Insomma sono molteplici gli aspetti implicati nel comportamento di ammassare compulsivamente. La generalizzazione sarebbe banalizzante. Ogni sintomo diventa funzionale nella vita del singolo e come tale va letto: dentro alla sua storia.
Di fatto siamo tutti mediamente accumulatori del superfluo. Un’ottima pratica è quella di disfarsi di ciò che non si usa, regalando, riutilizzando. Il Feng Shui, teoria orientale sulla disposizione armonica degli oggetti nell'ambiente, sostiene che gli spazi riflettono il mondo psichico, parlano di noi stessi. Pertanto una casa sgombera e lineare rappresenterebbe chiarezza di pensiero e armonia interiore. Diventa salutare quindi operare per rimuovere il clutter (disordine), il di più che non serve.

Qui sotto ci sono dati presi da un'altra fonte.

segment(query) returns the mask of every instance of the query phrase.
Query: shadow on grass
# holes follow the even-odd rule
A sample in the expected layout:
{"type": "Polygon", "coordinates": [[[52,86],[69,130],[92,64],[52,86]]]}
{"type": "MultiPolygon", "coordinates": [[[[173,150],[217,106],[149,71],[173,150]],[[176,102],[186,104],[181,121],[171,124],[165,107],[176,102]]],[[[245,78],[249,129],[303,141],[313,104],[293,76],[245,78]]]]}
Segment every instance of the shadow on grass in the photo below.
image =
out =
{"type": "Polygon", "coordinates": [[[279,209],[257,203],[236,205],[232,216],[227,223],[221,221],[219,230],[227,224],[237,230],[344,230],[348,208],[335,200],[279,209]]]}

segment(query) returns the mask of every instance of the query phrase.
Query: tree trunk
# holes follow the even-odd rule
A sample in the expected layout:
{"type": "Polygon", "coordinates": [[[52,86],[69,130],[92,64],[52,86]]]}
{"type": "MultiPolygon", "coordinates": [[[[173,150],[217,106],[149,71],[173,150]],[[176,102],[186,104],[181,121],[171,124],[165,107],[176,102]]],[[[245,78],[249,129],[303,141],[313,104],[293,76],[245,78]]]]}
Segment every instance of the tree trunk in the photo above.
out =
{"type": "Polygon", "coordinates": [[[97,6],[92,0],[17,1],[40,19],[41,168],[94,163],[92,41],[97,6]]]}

Decluttizzare (sgomberare, riordinare, liberarsi dall'inutile) rende più leggeri, essenziali e minimalisti.
Nella notte di Capodanno molte culture hanno l’usanza di gettare cose vecchie o bruciarle compiendo rituali bene augurali di rinascita e rinnovamento.
Possiamo perciò riflettere su ciò che non serve più nella nostra vita, facendo un bilancio anche simbolico e buttare il vecchio, per fare spazio al nuovo.
Felice anno!
Per approfondire: Tengo tutto. Perché non si riesce a buttare via niente Randy O. Frost, Gail Stekete 2012, Erickson ed.